Abstract

Aim: Tacrolimus has proven efficacy as an immunosuppressive therapy to prevent transplant rejection and is widely used as an immediate-release formulation in a twice-daily regimen. Once-daily prolonged-release tacrolimus aims to improve the outcomes by reducing variability in exposure and improving adherence. However, there are limited published data available on prolonged-release tacrolimus in routine clinical practice in India. Methods: This was a Phase IV, multicenter, prospective study of prolonged-release tacrolimus conducted over 12 weeks in adult patients eligible for de novo kidney or liver transplantation in India. Primary efficacy end-point was the event rate of biopsy-confirmed acute rejections (BCARs). Secondary end-points included corticosteroid-resistant rejection incidence, time to first BCAR, graft loss, and death. Safety end-points included renal function, lipid profile, incidence of new-onset diabetes mellitus after transplantation (NODAT), and infection.
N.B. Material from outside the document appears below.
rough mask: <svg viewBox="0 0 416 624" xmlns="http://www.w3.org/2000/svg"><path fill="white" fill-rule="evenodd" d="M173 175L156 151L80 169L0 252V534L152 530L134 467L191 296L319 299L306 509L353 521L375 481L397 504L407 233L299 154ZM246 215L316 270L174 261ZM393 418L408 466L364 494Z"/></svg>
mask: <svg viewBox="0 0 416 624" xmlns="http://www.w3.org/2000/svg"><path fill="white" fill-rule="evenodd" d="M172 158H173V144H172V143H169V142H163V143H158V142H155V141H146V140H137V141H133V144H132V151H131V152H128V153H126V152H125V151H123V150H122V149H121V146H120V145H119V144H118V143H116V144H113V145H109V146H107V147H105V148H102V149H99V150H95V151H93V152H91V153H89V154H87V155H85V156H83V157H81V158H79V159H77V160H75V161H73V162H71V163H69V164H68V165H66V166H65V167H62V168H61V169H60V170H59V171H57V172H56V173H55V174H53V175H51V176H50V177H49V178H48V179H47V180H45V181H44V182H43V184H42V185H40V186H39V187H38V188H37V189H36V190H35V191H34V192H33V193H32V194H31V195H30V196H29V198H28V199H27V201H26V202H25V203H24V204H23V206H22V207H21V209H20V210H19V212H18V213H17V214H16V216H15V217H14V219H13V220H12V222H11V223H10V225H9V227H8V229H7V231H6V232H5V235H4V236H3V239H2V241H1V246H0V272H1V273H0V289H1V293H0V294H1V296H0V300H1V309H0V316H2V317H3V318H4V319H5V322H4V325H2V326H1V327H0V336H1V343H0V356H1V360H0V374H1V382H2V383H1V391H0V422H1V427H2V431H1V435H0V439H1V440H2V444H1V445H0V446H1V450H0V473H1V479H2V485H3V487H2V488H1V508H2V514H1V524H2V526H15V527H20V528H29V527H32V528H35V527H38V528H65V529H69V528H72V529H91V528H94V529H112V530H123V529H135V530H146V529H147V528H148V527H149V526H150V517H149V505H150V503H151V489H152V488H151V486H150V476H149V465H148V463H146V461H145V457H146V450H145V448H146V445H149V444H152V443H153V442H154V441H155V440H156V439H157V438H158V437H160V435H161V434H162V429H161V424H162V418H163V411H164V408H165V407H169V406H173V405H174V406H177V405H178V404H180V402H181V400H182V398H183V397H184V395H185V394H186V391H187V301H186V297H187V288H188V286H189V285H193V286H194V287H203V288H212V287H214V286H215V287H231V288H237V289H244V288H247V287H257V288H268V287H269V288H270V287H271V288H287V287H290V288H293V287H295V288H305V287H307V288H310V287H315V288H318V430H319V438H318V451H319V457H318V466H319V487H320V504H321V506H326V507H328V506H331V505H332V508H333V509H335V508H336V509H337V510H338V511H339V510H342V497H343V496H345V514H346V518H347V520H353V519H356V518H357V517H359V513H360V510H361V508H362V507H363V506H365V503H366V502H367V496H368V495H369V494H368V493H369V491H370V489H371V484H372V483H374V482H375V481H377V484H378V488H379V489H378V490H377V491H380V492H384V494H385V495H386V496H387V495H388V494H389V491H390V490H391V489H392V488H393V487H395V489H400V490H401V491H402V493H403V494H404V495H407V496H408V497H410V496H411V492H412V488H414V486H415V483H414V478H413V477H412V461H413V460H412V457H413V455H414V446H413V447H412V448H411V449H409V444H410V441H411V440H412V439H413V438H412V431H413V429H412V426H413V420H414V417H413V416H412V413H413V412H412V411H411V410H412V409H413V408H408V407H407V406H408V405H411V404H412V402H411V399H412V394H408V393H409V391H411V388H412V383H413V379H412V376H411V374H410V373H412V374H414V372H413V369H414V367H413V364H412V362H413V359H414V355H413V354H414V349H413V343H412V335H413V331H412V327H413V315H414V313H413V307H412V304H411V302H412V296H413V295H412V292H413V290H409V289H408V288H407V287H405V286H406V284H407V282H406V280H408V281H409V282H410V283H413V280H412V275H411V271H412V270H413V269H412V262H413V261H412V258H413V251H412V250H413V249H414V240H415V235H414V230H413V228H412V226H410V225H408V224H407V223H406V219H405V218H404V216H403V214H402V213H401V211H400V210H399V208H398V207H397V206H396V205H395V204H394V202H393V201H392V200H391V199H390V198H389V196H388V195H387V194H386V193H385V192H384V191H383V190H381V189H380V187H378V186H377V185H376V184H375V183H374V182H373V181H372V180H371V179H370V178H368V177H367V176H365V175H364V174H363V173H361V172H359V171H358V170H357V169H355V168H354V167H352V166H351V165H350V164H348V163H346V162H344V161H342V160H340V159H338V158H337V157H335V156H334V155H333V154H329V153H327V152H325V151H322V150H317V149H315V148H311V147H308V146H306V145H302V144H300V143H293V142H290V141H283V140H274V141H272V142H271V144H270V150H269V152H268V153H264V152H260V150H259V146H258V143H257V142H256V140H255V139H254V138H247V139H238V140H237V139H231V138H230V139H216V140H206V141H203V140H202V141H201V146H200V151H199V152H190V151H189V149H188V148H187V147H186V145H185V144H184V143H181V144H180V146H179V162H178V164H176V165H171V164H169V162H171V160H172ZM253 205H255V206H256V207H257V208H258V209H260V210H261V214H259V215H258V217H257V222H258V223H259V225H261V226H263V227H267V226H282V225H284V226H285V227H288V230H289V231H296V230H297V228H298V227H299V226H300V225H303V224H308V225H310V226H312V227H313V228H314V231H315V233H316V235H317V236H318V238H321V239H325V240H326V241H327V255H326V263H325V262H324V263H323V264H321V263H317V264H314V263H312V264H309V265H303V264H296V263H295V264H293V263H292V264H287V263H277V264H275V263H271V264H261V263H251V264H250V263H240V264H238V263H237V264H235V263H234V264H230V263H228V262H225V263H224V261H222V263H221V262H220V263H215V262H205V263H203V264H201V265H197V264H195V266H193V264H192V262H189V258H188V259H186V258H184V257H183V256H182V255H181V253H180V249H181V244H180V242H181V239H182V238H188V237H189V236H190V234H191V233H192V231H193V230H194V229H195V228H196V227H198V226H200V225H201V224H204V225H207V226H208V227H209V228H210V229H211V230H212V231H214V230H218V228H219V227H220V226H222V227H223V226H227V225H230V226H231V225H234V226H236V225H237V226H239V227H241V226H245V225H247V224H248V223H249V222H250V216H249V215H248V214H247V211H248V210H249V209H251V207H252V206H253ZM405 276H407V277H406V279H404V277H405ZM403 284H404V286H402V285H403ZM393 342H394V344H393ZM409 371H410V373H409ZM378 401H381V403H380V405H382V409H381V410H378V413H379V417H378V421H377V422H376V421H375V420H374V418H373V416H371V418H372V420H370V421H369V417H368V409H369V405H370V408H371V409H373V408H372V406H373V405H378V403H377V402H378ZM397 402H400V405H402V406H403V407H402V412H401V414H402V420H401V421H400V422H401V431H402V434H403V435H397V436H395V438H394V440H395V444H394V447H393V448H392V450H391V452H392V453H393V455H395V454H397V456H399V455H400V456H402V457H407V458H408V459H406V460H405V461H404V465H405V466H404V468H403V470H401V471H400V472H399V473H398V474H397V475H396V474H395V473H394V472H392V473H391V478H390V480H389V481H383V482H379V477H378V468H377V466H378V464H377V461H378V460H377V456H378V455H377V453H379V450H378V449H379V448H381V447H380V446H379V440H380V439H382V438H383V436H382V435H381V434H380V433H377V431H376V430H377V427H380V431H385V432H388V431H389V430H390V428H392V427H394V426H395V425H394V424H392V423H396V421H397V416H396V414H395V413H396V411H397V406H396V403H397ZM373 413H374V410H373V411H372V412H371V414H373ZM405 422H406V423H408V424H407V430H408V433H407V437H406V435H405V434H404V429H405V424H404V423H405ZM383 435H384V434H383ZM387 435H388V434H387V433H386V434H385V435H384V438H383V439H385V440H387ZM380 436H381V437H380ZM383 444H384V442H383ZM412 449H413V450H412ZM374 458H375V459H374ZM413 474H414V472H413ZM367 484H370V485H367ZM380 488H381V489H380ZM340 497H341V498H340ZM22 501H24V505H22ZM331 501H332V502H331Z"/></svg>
Results: The study enrolled 92 patients undergoing kidney (81 [88.0%]) or liver transplantation (11 [12.0%]); a total of 76 patients (82.6%) completed the study. Ten kidney transplant patients (overall 10.9%) experienced BCAR. There were seven corticosteroid-sensitive and three corticosteroid-resistant rejections. Median (range) time to kidney transplant rejection was 6.5 (1.0–76.0) days. Renal function was stable or improved. Lipid levels showed a significant increase. Eleven instances of NODAT and seven infections occurred and there were eight deaths (8.7%; six kidney and two liver transplant patients). Conclusions: In de novo kidney and liver transplant recipients in India, prolonged-release tacrolimus was well-tolerated and efficacious with a low incidence of acute rejection. Safety profile was similar to immediate-release tacrolimus from published data.